According to the United Nations, there will be 230 executions in Iran in 2021.


According to the United Nations, there will be 230 executions in Iran in 2021.

According to the UN’s independent investigator on human rights in Iran, 230 people have been put to death in the country so far this year, including a toddler who was murdered in secret.

According to the Associated Press, Javaid Rehman predicted Monday that at least 250 more individuals will be hanged in 2020, including at least four children.

Rehman told the United Nations’ human rights committee that Iran continues to utilize the death sentence “at an alarming pace,” and that “the lack of official statistics and openness around executions means that this practice avoids scrutiny, resulting in major abuses avoiding accountability.”

According to Rehman, his research on the number of persons executed raises issues about why people are sentenced to death, citing “vague national security allegations” as reason for some of the executions.

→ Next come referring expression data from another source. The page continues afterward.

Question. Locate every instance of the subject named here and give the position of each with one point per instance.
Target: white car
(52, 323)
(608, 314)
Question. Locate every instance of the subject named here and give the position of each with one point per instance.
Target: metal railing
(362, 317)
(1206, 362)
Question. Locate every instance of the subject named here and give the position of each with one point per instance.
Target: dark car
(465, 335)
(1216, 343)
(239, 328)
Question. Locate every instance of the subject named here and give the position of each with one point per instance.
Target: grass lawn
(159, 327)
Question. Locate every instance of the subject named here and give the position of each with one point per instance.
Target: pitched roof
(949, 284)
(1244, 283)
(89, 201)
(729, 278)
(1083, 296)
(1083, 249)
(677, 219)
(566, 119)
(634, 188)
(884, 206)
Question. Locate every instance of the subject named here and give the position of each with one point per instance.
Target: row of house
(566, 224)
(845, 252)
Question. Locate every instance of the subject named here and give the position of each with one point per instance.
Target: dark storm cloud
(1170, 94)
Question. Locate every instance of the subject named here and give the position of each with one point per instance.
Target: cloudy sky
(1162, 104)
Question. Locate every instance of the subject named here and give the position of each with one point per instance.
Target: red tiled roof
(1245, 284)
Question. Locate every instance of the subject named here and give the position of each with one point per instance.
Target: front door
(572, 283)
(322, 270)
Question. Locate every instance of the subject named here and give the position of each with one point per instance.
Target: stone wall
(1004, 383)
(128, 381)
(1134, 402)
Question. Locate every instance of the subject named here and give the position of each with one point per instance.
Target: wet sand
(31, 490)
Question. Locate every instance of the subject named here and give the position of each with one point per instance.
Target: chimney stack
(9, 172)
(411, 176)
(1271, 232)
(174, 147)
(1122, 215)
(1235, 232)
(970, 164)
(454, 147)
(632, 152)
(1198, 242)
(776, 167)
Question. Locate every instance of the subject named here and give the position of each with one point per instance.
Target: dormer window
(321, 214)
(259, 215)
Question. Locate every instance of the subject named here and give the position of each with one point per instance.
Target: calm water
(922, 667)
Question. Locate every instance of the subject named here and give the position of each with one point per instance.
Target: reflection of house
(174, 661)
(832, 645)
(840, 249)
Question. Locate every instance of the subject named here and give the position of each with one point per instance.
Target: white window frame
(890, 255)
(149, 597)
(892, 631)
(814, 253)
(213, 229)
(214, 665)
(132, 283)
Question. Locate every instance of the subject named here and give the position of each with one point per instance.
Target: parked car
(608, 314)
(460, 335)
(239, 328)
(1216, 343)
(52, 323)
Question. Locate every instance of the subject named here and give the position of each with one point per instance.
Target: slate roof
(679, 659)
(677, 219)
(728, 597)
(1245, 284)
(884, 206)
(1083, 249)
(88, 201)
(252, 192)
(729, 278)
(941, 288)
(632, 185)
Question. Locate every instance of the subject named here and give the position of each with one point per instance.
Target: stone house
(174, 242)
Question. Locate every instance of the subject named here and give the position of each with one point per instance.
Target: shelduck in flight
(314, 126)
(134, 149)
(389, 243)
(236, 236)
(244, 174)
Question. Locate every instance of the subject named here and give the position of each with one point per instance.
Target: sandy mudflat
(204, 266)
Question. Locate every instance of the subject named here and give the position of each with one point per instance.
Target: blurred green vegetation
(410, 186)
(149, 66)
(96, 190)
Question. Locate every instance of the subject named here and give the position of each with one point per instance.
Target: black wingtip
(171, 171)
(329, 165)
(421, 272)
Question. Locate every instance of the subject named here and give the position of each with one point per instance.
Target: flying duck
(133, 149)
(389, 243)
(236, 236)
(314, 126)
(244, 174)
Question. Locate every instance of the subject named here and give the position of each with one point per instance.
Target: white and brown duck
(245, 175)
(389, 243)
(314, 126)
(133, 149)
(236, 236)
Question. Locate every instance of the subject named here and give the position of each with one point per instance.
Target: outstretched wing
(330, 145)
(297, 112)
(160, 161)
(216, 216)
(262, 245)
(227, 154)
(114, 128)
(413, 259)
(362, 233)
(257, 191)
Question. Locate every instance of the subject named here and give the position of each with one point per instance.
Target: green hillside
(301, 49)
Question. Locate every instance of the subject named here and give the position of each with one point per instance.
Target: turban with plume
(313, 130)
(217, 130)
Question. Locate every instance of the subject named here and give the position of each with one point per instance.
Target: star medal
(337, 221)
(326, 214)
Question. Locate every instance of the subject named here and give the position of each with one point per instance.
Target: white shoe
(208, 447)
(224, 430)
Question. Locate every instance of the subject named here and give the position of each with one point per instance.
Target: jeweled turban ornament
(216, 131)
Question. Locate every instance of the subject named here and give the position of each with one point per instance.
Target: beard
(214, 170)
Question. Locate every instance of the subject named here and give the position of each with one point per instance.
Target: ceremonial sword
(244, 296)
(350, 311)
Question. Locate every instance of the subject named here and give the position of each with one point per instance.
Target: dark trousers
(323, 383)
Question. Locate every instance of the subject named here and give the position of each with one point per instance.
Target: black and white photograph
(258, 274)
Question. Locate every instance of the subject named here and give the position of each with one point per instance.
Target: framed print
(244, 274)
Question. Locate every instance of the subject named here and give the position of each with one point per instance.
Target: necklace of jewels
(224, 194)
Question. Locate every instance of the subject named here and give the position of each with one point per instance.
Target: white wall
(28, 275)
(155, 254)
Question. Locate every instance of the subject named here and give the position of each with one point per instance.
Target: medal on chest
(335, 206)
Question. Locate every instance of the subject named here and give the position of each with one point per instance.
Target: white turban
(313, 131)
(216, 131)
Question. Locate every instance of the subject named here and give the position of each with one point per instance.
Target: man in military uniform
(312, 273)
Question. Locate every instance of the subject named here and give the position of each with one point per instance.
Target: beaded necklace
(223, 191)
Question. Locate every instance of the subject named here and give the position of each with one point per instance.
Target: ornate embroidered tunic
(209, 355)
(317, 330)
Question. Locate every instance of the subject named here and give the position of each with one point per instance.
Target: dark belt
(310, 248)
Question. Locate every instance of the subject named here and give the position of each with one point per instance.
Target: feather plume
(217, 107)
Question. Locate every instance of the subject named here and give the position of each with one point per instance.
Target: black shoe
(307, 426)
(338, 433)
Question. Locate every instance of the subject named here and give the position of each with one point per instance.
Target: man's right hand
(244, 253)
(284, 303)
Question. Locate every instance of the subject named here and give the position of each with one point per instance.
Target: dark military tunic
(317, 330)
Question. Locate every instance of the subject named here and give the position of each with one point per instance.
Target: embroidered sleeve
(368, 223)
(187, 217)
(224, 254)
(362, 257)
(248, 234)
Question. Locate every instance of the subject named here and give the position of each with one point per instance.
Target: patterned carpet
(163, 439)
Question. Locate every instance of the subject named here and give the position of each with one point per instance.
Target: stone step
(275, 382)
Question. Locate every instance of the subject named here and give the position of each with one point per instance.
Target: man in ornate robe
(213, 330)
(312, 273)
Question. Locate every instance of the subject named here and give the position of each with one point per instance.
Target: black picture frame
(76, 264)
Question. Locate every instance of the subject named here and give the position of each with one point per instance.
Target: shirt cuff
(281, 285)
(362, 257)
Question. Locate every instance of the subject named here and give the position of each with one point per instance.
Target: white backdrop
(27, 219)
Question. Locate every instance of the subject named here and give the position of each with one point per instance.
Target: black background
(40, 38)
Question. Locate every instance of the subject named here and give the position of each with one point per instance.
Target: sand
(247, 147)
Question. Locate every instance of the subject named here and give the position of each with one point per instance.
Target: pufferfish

According to the Associated Press, Iran has “seriously defective legal processes, where even the most fundamental safeguards are absent.”

“These factors, together with judges’ strong reliance on forced confessions obtained via torture and other fair trial abuses, compel me to conclude that the death sentence in the Islamic Republic of Iran is arbitrary deprivation of life,” Rehman stated.

See the list below for more Associated Press reporting.

Iran was the leading executioner in the Middle East last year, according to Amnesty International, with more than half of the region’s 493 executions, followed by Egypt, Iraq, and Saudi Arabia. Amnesty International’s annual figures exclude China, where executions reportedly number in the thousands and are kept as a state secret, as well as executions in other conflict-torn nations such as Syria.

Rehman, a Pakistani-born professor of human rights and Islamic law at Brunel University in London, said it was “imperative” for Iran to overhaul its criminal code and justice system, beginning “immediately” with a moratorium on the death penalty for minors.

Beyond executions, he noted, Iran’s general human rights situation “remains dismal.”

He cited “continued impunity for major human rights breaches,” particularly those committed by strong people and “at the highest level of public service.”

“This fact was vividly shown by the presidential elections in June of this year,” Rehman remarked. But he didn’t go into detail. This is a condensed version of the information.